“Iya, Pak?” tanya seorang asisten rumah tangga usai membuka pintu untuk seorang pria yang baru saja datang bertamu.
“Angkasa ada?” tanya pria itu.
“Belum pulang, Pak,” jawab Bi Marni.
“Saya tunggu sampai dia datang.”
“Mau di dalam?”
“Nggak usah.” Pria itu tampak tak ramah. Dia bahkan berbalik membelakangi pintu, padahal pembantu rumah tersebut masih ada di sana.
Merasa gondok akhirnya Bi Marni kembali ke dalam usai menutup pintu.
Tak sampai tiga puluh menit sebuah mobil berhenti di depan rumah tempat pria itu menunggu. Dia langsung menatap tajam ke arah Angkasa yang baru saja turun dari mobil.
“Iyash?” Angkasa tergagap menatap amarah di wajah Iyash.
Seharusnya setelah hampir sepuluh tahun, Iyash tak perlu menampakan wajah menakutkan seperti itu karena walau bagaimanapun Angkasa masih temannya.
“Apa kabar, Bro?
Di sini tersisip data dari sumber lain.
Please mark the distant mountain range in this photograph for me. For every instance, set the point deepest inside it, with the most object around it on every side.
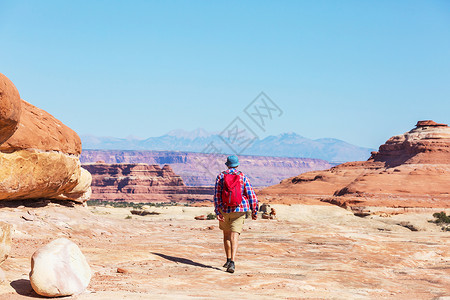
(283, 145)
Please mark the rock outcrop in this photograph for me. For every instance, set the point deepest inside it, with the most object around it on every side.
(410, 171)
(5, 241)
(5, 247)
(199, 169)
(141, 183)
(39, 155)
(59, 269)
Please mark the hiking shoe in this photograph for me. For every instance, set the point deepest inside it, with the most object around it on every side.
(231, 267)
(227, 264)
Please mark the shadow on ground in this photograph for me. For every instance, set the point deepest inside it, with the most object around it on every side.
(185, 261)
(23, 287)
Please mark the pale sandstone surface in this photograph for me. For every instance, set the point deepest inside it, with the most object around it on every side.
(312, 252)
(10, 108)
(59, 269)
(5, 241)
(82, 191)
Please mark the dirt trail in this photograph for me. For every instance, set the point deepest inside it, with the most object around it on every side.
(313, 252)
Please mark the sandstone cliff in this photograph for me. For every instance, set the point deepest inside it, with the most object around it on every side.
(141, 183)
(198, 169)
(38, 153)
(411, 170)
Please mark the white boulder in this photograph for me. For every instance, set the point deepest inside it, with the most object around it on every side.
(59, 269)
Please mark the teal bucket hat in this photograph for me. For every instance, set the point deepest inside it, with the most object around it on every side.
(232, 161)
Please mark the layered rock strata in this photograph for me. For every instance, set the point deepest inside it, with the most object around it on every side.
(141, 183)
(39, 155)
(200, 169)
(410, 171)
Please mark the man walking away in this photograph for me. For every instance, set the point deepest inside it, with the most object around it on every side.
(233, 197)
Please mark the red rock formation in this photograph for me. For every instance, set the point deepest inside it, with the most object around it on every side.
(38, 153)
(141, 183)
(39, 130)
(409, 170)
(199, 169)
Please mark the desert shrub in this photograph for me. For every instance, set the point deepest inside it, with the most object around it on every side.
(441, 218)
(211, 216)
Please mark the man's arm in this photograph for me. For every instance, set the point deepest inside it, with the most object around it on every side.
(218, 197)
(252, 199)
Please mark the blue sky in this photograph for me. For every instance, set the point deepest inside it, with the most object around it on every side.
(360, 71)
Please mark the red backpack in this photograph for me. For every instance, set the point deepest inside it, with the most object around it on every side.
(232, 189)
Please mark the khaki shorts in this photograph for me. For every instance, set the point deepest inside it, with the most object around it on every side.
(233, 221)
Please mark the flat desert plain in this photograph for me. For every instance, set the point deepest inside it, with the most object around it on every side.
(308, 252)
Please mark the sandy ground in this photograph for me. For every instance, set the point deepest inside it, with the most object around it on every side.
(309, 252)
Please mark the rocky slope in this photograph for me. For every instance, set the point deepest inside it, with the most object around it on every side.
(38, 153)
(282, 145)
(141, 183)
(198, 169)
(410, 171)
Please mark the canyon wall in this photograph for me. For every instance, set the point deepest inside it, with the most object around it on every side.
(199, 169)
(39, 155)
(142, 183)
(410, 171)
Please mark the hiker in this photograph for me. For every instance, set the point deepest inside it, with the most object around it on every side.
(233, 197)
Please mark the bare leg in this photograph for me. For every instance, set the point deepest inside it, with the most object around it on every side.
(234, 237)
(227, 243)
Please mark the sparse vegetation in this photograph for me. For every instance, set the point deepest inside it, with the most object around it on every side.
(211, 216)
(443, 220)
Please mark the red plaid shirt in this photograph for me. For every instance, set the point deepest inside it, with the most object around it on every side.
(249, 200)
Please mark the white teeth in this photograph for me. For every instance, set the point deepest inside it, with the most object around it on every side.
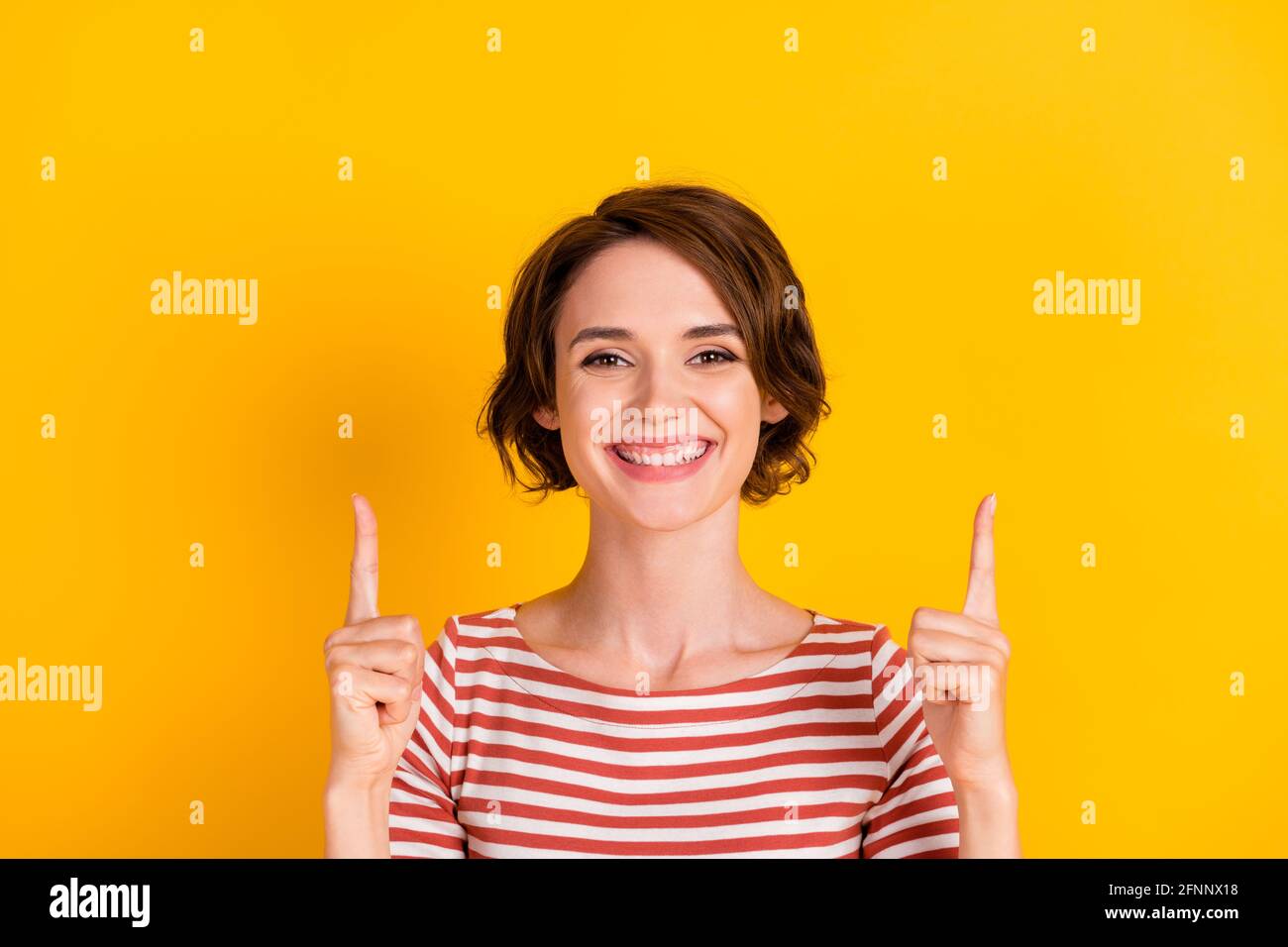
(684, 455)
Long time no see,” kata Angkasa sembari hendak memeluk Iyash. Namun, pria itu tak memberinya kesempatan sedikitpun dan malah langsung menghajar perutnya hingga dirinya terjengkang dan punggungnya terbentur spion mobil. Angkasa meringis kesakitan.
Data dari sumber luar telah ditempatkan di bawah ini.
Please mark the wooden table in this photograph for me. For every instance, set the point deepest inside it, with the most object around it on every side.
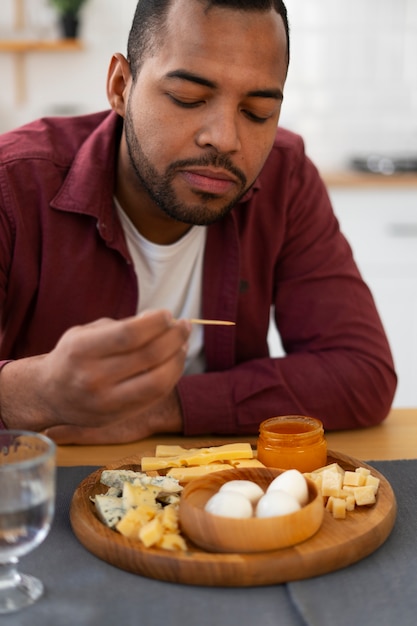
(395, 438)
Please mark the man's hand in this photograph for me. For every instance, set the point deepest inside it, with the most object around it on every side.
(98, 375)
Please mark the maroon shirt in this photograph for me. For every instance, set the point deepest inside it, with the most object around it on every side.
(64, 261)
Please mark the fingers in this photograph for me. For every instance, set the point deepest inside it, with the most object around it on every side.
(117, 337)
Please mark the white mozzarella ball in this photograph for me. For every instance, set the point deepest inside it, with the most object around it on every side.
(293, 482)
(247, 487)
(229, 504)
(275, 503)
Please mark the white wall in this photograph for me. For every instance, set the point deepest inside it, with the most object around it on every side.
(352, 86)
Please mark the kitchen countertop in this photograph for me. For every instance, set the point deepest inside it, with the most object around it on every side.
(352, 179)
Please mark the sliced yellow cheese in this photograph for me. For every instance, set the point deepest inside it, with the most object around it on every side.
(201, 456)
(163, 450)
(185, 474)
(239, 463)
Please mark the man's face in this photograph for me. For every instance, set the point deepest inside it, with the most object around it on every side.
(202, 114)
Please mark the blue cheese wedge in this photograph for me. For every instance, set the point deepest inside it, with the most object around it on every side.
(117, 478)
(110, 509)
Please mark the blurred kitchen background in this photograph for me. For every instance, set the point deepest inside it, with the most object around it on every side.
(351, 93)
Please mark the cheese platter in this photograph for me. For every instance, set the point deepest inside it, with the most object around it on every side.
(338, 543)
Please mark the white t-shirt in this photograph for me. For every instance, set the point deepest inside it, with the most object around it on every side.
(170, 277)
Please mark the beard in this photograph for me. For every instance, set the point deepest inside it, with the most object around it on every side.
(161, 189)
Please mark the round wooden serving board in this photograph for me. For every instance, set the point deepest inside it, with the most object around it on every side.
(337, 544)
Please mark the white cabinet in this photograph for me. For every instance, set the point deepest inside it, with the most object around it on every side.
(381, 226)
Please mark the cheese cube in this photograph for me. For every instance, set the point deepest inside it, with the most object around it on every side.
(372, 481)
(331, 483)
(363, 470)
(169, 518)
(354, 479)
(364, 495)
(151, 533)
(172, 541)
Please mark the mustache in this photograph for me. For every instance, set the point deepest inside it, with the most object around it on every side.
(216, 160)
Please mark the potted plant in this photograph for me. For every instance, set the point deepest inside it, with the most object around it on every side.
(68, 11)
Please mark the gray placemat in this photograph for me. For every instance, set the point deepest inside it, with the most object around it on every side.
(381, 589)
(82, 590)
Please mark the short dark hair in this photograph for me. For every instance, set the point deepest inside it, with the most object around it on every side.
(150, 19)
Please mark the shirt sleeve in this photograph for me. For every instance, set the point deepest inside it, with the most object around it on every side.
(337, 366)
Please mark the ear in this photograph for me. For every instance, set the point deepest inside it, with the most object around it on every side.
(119, 80)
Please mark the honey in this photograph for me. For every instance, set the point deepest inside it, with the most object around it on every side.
(292, 442)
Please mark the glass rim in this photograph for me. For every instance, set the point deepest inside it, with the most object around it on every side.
(45, 455)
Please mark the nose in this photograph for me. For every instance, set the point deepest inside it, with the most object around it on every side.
(220, 130)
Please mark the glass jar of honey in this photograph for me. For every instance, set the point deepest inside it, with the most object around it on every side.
(292, 442)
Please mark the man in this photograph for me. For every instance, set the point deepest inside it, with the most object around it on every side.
(182, 202)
“Apa yang lu dapat sekarang nggak sebanding dengan apa yang gue rasain selama ini,” kata Iyash sembari kembali menambah pukulan. Dia kemudian menarik kerah baju Angkasa.
Angkasa mencoba berontak sembari memaki, “Anjing! Maksud lu apa, hah?”
“Lawan gue!” tantang Iyash dengan nada yang semakin kesal.
Angkasa mendecih. “Kekerasan bukan tindakan orang dewasa, lu lupa umur?” cibirnya seraya merapikan pakaiannya sendiri dan berdiri tegak.
Iyash malah semakin kesal melihat wajahnya. Dia kembali mendaratkan tinju, namun kali ini Angkasa berhasil menghindar. “Pengecut!”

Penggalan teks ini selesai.